# Heidelberg Q83 question on Ursinus' commentary



## raydixon9 (Sep 13, 2013)

While defending the necessity of church discipline in his commentary on Q83, Ursinus states the following:

3. The power of the keys is necessary on account of the glory of God. For reproach is cast upon the name and cause of God, if all, including blasphemers and such as are notoriously wicked, are regarded as the children of God without any distinction, so as to confound the kingdom of God with that of Satan.

Here

Are we the keepers of God's glory? Surely, not. I certainly say we should defend God's holy name, but He is holy and glorious despite anything we do. Why then this phrase? What am I missing?
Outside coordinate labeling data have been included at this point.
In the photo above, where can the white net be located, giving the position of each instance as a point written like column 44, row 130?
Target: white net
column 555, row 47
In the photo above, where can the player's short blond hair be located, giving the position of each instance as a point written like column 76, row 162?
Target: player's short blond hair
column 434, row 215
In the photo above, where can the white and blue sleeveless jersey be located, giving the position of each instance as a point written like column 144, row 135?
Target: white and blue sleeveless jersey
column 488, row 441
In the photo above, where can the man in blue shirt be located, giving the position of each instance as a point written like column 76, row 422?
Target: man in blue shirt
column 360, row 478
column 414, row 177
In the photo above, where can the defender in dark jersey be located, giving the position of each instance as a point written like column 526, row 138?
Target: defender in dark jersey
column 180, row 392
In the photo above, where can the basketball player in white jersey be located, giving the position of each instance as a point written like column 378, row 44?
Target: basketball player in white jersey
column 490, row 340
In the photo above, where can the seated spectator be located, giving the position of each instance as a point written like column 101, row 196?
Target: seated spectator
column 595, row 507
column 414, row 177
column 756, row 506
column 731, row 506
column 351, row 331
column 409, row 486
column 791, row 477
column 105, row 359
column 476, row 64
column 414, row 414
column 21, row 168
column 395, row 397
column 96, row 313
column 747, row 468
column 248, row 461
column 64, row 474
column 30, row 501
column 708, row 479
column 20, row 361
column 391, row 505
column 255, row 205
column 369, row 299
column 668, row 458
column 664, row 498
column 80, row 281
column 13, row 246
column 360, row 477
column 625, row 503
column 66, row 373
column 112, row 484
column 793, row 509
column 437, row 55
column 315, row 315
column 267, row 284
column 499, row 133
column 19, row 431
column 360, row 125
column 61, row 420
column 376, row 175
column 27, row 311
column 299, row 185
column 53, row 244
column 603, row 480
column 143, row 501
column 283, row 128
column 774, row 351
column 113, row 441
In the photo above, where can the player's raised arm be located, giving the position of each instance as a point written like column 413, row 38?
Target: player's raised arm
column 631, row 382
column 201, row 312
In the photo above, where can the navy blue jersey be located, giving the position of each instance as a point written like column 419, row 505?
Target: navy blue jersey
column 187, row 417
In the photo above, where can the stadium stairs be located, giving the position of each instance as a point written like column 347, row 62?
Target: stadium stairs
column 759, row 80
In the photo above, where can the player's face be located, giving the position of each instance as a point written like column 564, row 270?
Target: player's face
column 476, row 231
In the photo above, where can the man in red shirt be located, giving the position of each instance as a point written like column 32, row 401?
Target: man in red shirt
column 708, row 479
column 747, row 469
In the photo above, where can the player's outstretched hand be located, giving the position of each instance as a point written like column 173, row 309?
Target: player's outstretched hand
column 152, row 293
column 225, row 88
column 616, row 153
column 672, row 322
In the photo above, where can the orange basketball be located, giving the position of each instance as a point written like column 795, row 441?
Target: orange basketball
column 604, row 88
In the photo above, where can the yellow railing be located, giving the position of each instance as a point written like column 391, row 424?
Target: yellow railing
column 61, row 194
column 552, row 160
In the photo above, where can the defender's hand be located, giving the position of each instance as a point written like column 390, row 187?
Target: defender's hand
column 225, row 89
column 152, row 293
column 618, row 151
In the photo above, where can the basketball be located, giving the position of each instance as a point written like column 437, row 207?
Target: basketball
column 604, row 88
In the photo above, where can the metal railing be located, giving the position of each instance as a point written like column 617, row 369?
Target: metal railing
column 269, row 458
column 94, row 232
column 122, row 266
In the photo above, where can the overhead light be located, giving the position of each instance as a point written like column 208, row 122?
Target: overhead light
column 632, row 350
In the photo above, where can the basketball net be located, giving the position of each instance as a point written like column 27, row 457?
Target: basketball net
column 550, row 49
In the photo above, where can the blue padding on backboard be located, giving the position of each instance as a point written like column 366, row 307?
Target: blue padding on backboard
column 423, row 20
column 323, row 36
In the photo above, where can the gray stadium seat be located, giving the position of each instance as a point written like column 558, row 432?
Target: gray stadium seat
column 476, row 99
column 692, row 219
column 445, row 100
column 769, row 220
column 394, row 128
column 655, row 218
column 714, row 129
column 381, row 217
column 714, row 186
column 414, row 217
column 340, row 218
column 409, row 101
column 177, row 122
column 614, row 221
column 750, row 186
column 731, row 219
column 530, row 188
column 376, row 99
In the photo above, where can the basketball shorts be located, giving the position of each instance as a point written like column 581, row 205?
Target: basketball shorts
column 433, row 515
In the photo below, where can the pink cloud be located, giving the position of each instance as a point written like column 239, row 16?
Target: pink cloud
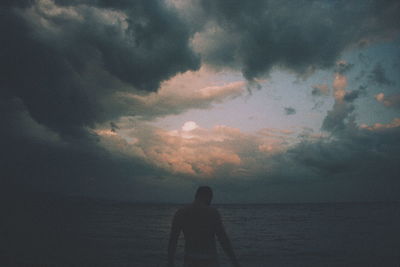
column 389, row 101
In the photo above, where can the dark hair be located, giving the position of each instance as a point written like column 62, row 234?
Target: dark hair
column 204, row 192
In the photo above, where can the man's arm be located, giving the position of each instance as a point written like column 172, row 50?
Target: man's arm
column 225, row 242
column 173, row 239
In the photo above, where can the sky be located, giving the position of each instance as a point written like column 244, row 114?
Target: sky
column 264, row 100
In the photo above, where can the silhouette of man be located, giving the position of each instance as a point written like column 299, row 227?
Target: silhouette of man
column 199, row 223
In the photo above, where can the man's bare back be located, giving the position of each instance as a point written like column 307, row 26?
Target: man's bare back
column 200, row 224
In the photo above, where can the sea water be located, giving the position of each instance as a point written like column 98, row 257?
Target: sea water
column 87, row 232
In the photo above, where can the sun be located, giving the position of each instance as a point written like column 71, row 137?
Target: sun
column 189, row 126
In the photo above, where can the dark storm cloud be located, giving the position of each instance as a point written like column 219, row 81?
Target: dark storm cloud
column 290, row 111
column 320, row 90
column 65, row 61
column 378, row 75
column 255, row 36
column 61, row 65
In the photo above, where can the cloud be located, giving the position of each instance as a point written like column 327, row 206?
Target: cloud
column 320, row 90
column 195, row 151
column 256, row 36
column 190, row 90
column 389, row 101
column 66, row 60
column 382, row 126
column 290, row 111
column 340, row 116
column 378, row 75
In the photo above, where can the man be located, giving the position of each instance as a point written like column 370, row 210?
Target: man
column 199, row 223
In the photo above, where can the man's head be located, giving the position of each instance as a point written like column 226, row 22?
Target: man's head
column 204, row 194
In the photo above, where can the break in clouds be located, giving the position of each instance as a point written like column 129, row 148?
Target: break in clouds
column 80, row 80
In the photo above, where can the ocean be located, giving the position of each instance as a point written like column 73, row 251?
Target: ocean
column 54, row 231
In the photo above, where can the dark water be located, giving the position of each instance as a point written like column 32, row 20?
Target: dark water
column 78, row 232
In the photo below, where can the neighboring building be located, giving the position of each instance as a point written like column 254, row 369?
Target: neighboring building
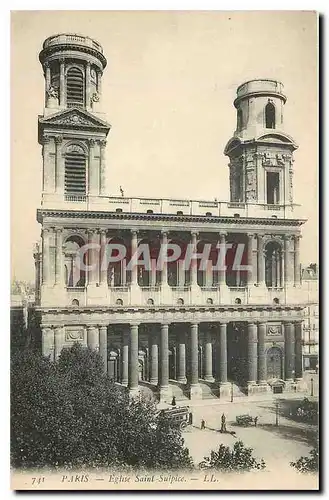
column 183, row 331
column 21, row 314
column 310, row 284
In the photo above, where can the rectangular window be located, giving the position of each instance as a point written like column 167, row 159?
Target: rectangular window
column 273, row 188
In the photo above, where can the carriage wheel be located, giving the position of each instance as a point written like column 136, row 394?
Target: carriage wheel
column 183, row 426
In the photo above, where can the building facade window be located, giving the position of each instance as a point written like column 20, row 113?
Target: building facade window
column 75, row 170
column 75, row 88
column 270, row 115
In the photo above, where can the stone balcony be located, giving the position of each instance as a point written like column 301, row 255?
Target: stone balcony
column 72, row 39
column 180, row 296
column 168, row 206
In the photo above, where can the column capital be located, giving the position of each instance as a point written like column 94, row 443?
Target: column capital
column 58, row 139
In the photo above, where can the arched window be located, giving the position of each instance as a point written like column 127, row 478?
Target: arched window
column 240, row 117
column 270, row 115
column 75, row 170
column 273, row 265
column 74, row 88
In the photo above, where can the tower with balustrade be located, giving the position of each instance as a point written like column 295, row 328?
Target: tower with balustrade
column 192, row 333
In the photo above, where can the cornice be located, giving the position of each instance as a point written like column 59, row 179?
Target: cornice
column 75, row 214
column 174, row 308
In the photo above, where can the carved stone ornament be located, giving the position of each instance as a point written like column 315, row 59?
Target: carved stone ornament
column 74, row 335
column 52, row 92
column 75, row 148
column 273, row 330
column 74, row 119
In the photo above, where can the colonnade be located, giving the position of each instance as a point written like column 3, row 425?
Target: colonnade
column 53, row 237
column 187, row 366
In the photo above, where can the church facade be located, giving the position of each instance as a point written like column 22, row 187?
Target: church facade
column 191, row 331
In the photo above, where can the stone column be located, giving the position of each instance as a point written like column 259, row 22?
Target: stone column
column 88, row 85
column 250, row 260
column 287, row 263
column 134, row 245
column 252, row 353
column 261, row 261
column 289, row 344
column 48, row 342
column 222, row 354
column 262, row 375
column 103, row 345
column 164, row 357
column 298, row 351
column 102, row 168
column 91, row 189
column 47, row 178
column 59, row 279
column 164, row 272
column 222, row 271
column 194, row 262
column 103, row 261
column 181, row 354
column 59, row 165
column 92, row 258
column 195, row 390
column 297, row 261
column 47, row 75
column 154, row 375
column 62, row 93
column 125, row 360
column 59, row 341
column 93, row 337
column 45, row 256
column 133, row 358
column 208, row 358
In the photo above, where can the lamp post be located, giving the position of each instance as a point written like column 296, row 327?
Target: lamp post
column 277, row 413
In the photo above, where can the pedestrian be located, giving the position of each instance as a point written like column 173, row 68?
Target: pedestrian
column 223, row 426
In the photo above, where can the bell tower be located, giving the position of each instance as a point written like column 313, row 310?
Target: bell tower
column 72, row 129
column 260, row 152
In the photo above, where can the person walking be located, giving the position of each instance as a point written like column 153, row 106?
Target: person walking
column 223, row 421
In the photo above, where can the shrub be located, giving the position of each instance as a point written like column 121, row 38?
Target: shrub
column 238, row 459
column 69, row 414
column 309, row 463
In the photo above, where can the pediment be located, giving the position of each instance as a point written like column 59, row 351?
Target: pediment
column 278, row 138
column 74, row 117
column 232, row 144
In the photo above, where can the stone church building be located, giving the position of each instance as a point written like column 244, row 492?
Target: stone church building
column 194, row 333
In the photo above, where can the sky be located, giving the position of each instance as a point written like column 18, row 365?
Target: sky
column 168, row 92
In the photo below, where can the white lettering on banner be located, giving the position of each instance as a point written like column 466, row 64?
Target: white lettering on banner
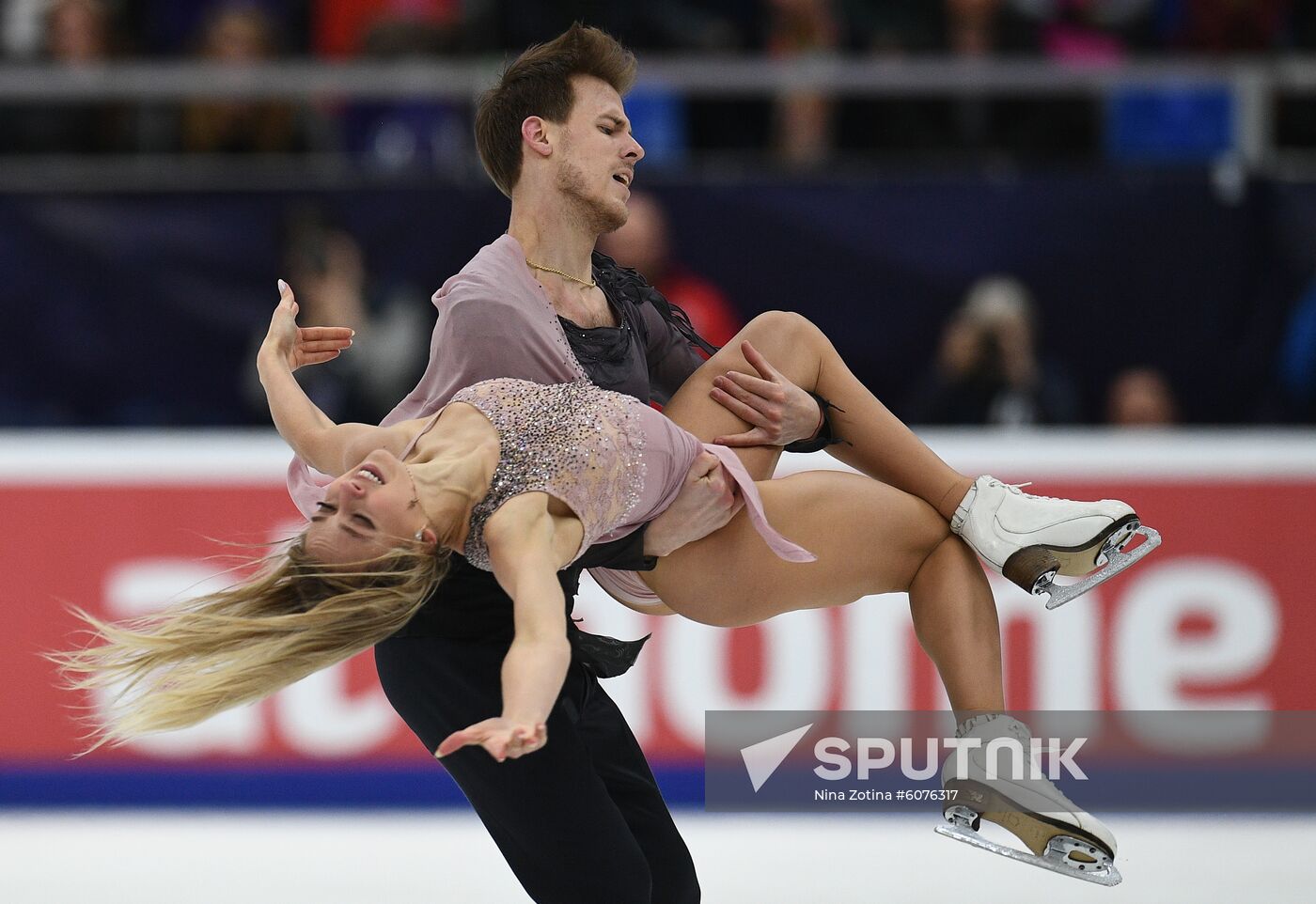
column 1063, row 674
column 796, row 669
column 138, row 587
column 318, row 716
column 1154, row 661
column 875, row 631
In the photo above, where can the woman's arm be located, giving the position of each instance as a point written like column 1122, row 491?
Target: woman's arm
column 306, row 429
column 525, row 546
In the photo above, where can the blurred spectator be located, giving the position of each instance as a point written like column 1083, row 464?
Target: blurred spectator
column 644, row 243
column 1089, row 32
column 385, row 28
column 399, row 134
column 1141, row 397
column 22, row 26
column 803, row 28
column 76, row 33
column 989, row 368
column 1224, row 26
column 168, row 28
column 986, row 28
column 240, row 35
column 325, row 267
column 1295, row 398
column 513, row 25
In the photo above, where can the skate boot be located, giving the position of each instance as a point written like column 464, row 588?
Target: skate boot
column 1030, row 539
column 1059, row 835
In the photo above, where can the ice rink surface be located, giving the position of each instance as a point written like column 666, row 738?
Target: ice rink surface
column 164, row 857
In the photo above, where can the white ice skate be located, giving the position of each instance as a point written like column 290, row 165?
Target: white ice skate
column 1030, row 538
column 1059, row 835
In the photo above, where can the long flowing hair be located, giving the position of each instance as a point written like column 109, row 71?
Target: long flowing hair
column 293, row 617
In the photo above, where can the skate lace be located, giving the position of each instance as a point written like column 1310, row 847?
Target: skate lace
column 1017, row 489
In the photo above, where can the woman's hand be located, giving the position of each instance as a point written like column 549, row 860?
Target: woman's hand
column 500, row 737
column 298, row 346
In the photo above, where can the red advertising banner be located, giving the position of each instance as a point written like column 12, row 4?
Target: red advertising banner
column 1220, row 617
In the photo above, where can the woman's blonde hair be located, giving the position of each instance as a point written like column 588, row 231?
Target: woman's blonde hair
column 293, row 617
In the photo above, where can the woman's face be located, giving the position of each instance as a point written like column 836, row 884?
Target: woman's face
column 366, row 512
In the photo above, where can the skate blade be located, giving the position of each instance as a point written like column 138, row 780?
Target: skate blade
column 1056, row 857
column 1116, row 562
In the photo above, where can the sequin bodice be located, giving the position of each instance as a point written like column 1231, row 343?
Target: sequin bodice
column 572, row 441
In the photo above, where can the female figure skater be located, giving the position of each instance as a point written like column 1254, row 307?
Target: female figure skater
column 522, row 478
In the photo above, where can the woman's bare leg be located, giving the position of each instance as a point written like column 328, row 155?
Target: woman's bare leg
column 879, row 444
column 870, row 538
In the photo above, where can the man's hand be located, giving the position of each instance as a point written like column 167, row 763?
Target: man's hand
column 299, row 346
column 776, row 411
column 707, row 500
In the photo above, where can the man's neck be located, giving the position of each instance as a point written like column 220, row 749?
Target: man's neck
column 552, row 236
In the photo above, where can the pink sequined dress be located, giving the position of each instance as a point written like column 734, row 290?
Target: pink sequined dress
column 618, row 463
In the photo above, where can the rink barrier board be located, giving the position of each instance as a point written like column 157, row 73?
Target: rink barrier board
column 1233, row 507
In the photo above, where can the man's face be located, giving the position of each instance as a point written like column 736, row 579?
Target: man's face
column 598, row 155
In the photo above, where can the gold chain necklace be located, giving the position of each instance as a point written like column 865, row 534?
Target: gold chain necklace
column 550, row 270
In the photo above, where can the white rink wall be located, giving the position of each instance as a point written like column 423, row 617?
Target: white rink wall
column 447, row 858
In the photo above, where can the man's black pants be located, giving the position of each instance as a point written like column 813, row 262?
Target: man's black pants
column 579, row 821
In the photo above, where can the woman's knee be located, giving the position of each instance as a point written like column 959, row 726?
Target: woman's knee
column 925, row 532
column 783, row 326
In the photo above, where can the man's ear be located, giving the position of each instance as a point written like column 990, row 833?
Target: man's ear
column 535, row 133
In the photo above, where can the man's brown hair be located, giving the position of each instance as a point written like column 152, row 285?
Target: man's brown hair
column 539, row 83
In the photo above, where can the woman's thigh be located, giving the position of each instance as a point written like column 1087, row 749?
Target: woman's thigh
column 776, row 335
column 869, row 538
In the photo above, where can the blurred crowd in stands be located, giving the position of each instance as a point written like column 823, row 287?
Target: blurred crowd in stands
column 990, row 366
column 796, row 129
column 337, row 29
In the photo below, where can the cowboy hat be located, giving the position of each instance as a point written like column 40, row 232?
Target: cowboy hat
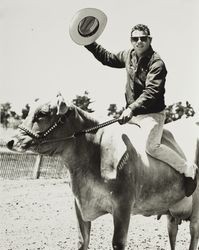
column 87, row 25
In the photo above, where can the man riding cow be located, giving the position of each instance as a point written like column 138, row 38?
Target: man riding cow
column 145, row 87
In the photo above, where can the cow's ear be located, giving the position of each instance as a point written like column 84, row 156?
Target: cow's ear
column 62, row 106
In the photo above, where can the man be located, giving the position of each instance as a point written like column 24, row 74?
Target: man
column 145, row 104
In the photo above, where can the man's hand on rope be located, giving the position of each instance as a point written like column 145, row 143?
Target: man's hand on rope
column 126, row 116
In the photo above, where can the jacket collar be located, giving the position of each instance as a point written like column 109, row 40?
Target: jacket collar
column 148, row 53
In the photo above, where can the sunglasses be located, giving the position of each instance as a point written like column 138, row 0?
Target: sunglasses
column 136, row 38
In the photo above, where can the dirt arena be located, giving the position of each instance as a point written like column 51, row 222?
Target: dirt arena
column 39, row 214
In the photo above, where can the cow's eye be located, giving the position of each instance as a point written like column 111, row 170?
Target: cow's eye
column 41, row 114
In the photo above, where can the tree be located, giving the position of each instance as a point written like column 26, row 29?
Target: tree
column 83, row 102
column 25, row 111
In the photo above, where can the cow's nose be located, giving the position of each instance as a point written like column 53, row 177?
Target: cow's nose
column 10, row 144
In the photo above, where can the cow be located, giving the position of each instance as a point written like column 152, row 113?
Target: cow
column 110, row 171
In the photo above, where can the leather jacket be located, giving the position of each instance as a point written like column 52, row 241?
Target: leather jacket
column 145, row 86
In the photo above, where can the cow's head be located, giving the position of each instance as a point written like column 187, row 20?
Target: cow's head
column 43, row 124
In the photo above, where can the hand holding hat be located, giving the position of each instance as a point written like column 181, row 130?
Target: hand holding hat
column 87, row 25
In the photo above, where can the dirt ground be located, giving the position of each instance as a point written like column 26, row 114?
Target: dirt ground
column 39, row 214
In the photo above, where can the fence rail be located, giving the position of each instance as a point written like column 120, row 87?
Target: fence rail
column 30, row 166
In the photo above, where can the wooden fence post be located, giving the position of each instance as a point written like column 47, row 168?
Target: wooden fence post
column 36, row 170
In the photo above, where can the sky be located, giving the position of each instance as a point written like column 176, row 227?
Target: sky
column 38, row 57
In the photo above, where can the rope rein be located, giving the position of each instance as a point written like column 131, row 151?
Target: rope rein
column 41, row 137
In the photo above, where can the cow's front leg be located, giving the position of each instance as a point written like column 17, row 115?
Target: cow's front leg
column 121, row 218
column 172, row 227
column 83, row 230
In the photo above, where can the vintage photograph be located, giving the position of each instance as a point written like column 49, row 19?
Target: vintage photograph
column 99, row 125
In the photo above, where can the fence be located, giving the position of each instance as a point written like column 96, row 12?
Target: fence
column 30, row 166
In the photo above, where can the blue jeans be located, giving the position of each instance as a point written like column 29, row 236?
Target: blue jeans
column 152, row 129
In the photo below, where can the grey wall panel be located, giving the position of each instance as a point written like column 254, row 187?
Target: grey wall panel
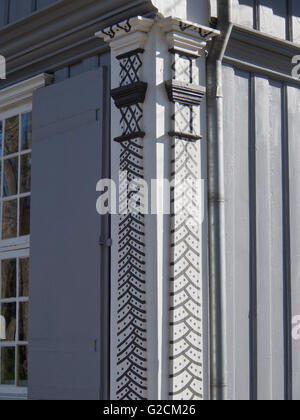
column 296, row 20
column 262, row 235
column 273, row 17
column 294, row 152
column 236, row 94
column 280, row 18
column 64, row 319
column 243, row 12
column 82, row 66
column 270, row 311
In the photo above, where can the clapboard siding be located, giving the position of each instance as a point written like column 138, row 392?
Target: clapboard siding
column 261, row 128
column 14, row 10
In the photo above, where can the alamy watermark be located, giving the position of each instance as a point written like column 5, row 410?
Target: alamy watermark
column 2, row 68
column 296, row 67
column 182, row 197
column 2, row 328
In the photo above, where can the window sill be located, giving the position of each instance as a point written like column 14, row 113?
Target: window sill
column 13, row 393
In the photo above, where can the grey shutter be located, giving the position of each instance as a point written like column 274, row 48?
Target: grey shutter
column 70, row 123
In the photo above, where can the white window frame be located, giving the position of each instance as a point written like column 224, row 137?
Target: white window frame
column 17, row 100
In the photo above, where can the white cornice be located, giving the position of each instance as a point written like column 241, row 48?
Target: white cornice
column 127, row 35
column 21, row 93
column 186, row 37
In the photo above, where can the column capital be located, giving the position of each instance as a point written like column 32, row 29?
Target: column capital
column 128, row 35
column 186, row 37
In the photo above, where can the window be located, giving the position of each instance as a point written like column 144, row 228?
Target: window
column 15, row 179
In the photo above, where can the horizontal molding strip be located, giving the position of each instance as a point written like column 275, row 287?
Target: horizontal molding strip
column 252, row 50
column 243, row 65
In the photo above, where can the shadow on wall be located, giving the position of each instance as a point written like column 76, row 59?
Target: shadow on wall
column 14, row 10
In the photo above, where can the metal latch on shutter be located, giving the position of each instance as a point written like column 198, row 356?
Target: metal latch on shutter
column 105, row 242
To me it is an indictment on the church if we let blasphemers abound in the church not a hit on the glory of God. Am I just overanalyzing this?


----------



## py3ak (Sep 13, 2013)

God is glorious in himself; obviously we don't and can't have any impact on that. But glory also refers to renown. We ought to recognize God's glory. But the reality is that while the failures of the church don't render anyone excusable for not seeing God's glory, yet it often happens that our behavior obscures God's glory, not objectively, but in the estimation of sinful men. See, for instance, Romans 2:24.


----------



## KMK (Sep 14, 2013)

From Fisher's catechism:



> Q. 7. How manifold is the glory of God?
> 
> A. Twofold; his essential and his declarative glory.
> 
> ...



So there are two parts to the glory of God: His essential glory and His declarative glory.

There are two parts to the declarative glory of God: passive and active.

Ursinus is only referring to the way God is glorified (or not) in the active declaration of His glory.


----------